Q’s obsession with golf (he’s already whittled his handicap down to a 12) is worth noting in part because hip-hop and golf are two worlds that have not historically intersected, for a number of cultural and socioeconomic reasons. For Q, golf is more than just a rich man’s sport. It’s more than an excuse to whack a dimpled ball with sleek metal appendage. It is an antidote to narcissism and melancholy, an easy way to commune with nature, and an opportunity to get back to the competition and athletic self-betterment he’s been missing since his days on the West Los Angeles College football team. Perhaps most importantly, it’s a way to meet new people. Q says this social aspect of golf has helped him maintain sanity, balance, and perspective, and by extension, keep his rap star superpowers intact.
“You gotta meet new people, because when you meet new people, you take a piece of them,” he says. “And you constantly reinvent yourself. If you’re constantly around the same people, the same motherfuckers having the same conversations, you’re gonna do the same kind of shit, you’re gonna wear the same kind of clothes. And if you don’t meet new people, you don’t have to humble yourself. I’m also a better partner to my girl, I’m a better father, I’m a better artist, I’m a better friend, and I’m a better person, just by taking a piece from everyone I met.”
Q is making friends who come from all walks of life – friends he never thought he’d make.
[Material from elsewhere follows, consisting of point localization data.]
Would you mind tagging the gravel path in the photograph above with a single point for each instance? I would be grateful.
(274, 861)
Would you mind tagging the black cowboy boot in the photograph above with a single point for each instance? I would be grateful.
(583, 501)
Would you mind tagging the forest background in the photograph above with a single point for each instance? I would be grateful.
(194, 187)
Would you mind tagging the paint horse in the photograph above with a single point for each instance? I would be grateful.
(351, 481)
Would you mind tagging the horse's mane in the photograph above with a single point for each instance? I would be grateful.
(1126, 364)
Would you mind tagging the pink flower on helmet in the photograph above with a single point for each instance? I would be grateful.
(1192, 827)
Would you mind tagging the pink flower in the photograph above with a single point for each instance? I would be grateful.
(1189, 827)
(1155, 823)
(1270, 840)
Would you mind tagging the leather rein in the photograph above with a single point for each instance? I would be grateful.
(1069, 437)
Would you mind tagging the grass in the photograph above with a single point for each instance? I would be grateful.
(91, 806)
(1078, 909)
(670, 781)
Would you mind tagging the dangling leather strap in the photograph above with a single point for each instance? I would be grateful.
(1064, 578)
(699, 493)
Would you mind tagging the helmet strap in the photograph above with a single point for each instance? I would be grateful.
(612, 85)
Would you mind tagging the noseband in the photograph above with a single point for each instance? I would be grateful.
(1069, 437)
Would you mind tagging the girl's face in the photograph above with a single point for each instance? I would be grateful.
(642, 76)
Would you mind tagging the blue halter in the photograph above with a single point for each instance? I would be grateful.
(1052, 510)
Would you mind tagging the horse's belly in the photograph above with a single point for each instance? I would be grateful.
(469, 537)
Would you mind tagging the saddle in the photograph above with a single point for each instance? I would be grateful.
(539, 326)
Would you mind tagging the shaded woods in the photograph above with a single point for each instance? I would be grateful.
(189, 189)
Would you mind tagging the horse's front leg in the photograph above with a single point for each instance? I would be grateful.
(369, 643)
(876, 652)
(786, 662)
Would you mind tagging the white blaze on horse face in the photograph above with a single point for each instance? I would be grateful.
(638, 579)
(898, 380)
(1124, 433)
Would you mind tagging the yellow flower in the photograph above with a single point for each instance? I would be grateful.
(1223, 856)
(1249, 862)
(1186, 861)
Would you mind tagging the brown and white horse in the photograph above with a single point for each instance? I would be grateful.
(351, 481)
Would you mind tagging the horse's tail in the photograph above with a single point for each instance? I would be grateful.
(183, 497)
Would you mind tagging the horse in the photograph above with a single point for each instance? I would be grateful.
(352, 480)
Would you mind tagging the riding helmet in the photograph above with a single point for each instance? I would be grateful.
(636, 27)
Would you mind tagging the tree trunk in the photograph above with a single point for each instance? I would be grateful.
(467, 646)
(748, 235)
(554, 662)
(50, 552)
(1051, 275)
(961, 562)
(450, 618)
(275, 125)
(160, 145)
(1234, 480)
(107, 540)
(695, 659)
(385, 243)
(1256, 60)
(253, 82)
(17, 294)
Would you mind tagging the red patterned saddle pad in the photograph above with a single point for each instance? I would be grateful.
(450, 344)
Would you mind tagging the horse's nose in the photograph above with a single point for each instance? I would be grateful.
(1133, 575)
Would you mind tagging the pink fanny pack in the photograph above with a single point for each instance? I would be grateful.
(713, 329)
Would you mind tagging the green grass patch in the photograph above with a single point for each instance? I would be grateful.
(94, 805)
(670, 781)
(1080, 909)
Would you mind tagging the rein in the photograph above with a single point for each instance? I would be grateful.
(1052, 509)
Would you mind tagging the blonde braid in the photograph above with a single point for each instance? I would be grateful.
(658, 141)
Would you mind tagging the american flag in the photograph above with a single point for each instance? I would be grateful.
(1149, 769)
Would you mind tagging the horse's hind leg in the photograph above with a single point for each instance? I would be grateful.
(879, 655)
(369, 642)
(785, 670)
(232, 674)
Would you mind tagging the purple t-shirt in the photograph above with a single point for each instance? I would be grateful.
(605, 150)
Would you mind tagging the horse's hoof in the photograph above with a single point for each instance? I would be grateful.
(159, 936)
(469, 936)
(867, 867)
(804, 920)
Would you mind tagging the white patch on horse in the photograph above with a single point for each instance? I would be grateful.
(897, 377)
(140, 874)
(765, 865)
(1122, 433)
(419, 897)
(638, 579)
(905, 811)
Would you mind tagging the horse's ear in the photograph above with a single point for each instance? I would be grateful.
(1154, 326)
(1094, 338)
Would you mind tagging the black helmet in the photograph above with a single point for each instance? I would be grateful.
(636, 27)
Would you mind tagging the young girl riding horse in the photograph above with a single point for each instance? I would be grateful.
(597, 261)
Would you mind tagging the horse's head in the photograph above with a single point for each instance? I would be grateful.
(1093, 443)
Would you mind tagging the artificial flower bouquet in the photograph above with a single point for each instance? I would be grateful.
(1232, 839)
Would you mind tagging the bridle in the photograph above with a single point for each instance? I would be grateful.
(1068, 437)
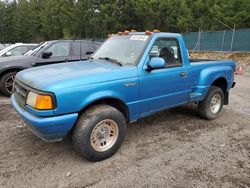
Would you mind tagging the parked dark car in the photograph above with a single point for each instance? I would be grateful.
(17, 49)
(57, 51)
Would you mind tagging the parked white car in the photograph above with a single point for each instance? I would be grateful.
(16, 49)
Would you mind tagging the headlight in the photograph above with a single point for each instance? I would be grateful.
(40, 101)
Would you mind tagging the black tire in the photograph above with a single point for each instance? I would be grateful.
(4, 80)
(85, 126)
(204, 107)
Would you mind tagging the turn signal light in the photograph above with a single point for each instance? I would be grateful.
(44, 102)
(40, 101)
(156, 31)
(126, 32)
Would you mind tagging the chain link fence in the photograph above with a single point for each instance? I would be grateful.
(227, 40)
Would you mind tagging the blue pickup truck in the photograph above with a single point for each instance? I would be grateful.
(131, 76)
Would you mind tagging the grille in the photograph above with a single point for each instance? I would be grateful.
(20, 91)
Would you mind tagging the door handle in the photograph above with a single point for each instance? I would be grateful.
(183, 74)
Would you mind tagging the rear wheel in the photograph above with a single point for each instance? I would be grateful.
(99, 132)
(6, 83)
(212, 105)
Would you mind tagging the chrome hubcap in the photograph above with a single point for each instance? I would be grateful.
(104, 135)
(215, 103)
(9, 84)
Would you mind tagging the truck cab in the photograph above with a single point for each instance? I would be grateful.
(131, 76)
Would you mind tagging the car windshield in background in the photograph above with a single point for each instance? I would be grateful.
(124, 49)
(37, 49)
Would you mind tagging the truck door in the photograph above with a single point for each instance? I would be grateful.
(168, 86)
(58, 52)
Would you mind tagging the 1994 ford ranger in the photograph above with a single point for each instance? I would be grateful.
(132, 75)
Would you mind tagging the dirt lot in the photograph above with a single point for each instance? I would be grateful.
(174, 148)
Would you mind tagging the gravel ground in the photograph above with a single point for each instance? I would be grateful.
(174, 148)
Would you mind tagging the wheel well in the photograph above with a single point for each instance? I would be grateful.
(116, 103)
(221, 83)
(9, 70)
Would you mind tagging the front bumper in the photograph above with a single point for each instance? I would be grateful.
(50, 129)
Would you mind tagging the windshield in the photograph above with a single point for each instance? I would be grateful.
(37, 49)
(124, 49)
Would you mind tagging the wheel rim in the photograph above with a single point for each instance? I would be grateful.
(104, 135)
(9, 83)
(215, 103)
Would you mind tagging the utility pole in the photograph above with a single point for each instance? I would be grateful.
(232, 41)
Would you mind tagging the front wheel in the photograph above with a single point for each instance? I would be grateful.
(6, 83)
(99, 132)
(212, 105)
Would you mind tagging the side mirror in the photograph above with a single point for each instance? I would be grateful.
(46, 55)
(89, 53)
(7, 54)
(156, 63)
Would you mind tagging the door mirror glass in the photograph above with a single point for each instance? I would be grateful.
(46, 55)
(154, 52)
(156, 63)
(89, 53)
(8, 54)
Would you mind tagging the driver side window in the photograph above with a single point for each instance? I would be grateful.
(59, 49)
(169, 50)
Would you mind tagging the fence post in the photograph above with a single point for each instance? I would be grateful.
(232, 41)
(223, 39)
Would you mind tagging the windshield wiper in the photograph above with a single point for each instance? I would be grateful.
(111, 60)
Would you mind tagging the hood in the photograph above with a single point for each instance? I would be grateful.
(13, 58)
(73, 74)
(15, 61)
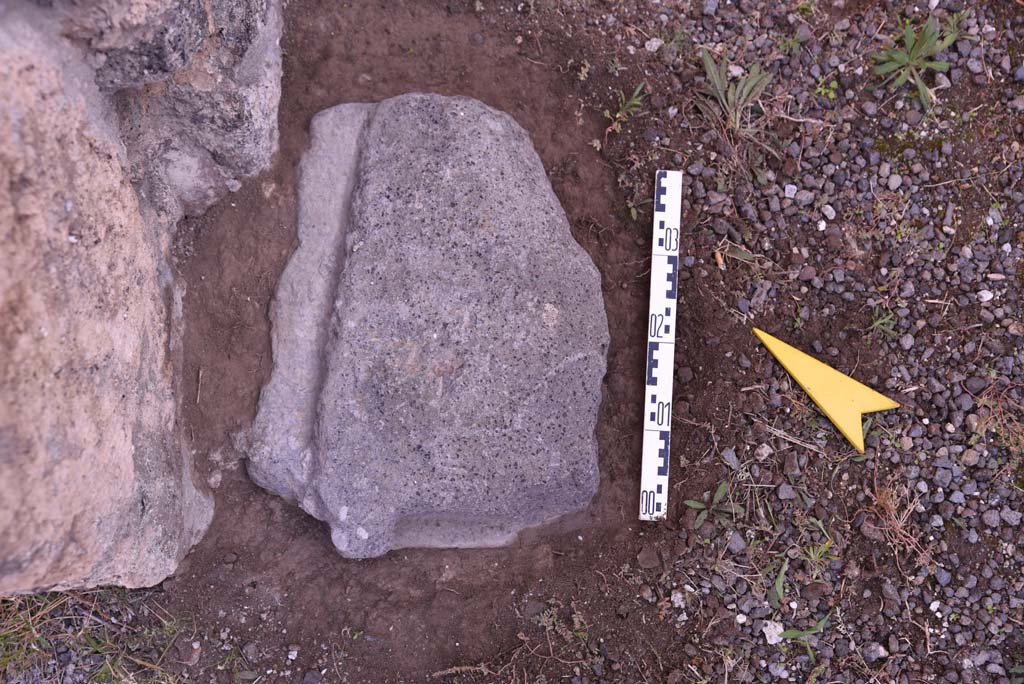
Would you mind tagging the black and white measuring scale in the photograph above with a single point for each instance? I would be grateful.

The day he spoke with Highsnobiety, he was preparing to tee up alongside a 73-year-old executive. He’s even cozying up to the local wildlife; during a previous round in Monterey, he posted a video of his interaction with a deer grazing along the course. “What up bruh bruh, I ain’t gonna do nothing to you,” he assured the deer. “I ain’t white, I won’t shoot you, man. I’m a fella, I can’t have a gun, bro. It’s all good. I want to pet you, my nigga.”
The next week, back in LA, he headed to Wilshire Country Club in his red Ferrari for “drippy time.” A couple days later, he invited an octogenarian golfing buddy over to his house to try out his Trackman, an elaborate golf simulator he had had installed in his house. “Old homie couldn’t wait to pull up.” That same day, he took to Instagram to announce that he would be performing at ComplexCon Chicago, but in the comments he seemed mostly interested in figuring out which Chicago-area course to play. (He was leaning towards Cog Hill.)
Some rappers possess a Jordan-esque desire to achieve icon status. It’s safe to say that Q is not one of these rappers. He’s homies with elderly anesthesiologists and deer, he takes long walks every morning, and he golfs as much as humanly possible. He’s only 32-years old, but he’s living the charmed lifestyle of a retiree. And why not? He’s a millionaire, his legacy is mostly secured, and he’s at an age when many highly successful rappers enter a transitional period, in which they maintain their careers while fading away from their place at the heart of the zeitgeist. In Q’s case, this might be for the best.
“Once I crawled out of depression without knowing I was in depression, It was just like, ‘What the fuck, I can’t even explain why I’m just so happy,’” Q says. “When you look at my pictures, go back to my pictures, just look at my skin. If you go to 2014, 2015, I look way different from there. It’s crazy. Your whole body, your whole face change, bro. Your organs, everything changes when you be happy.”
For ScHoolboy Q, the rap game can wait. Right now, he’s focused on giving his superpowers to raising his daughter. (“I can’t be a deadbeat out here.”) Besides that, leisure is paramount. The links beckon. Since the beginning of our phone call, he’s wandered away from the chipping green at Monterey Peninsula in search of good cell service. He winds up in the parking lot. His tee time is in 30 minutes now, and he needs to get ready. “I gotta go hit a buckets of balls.”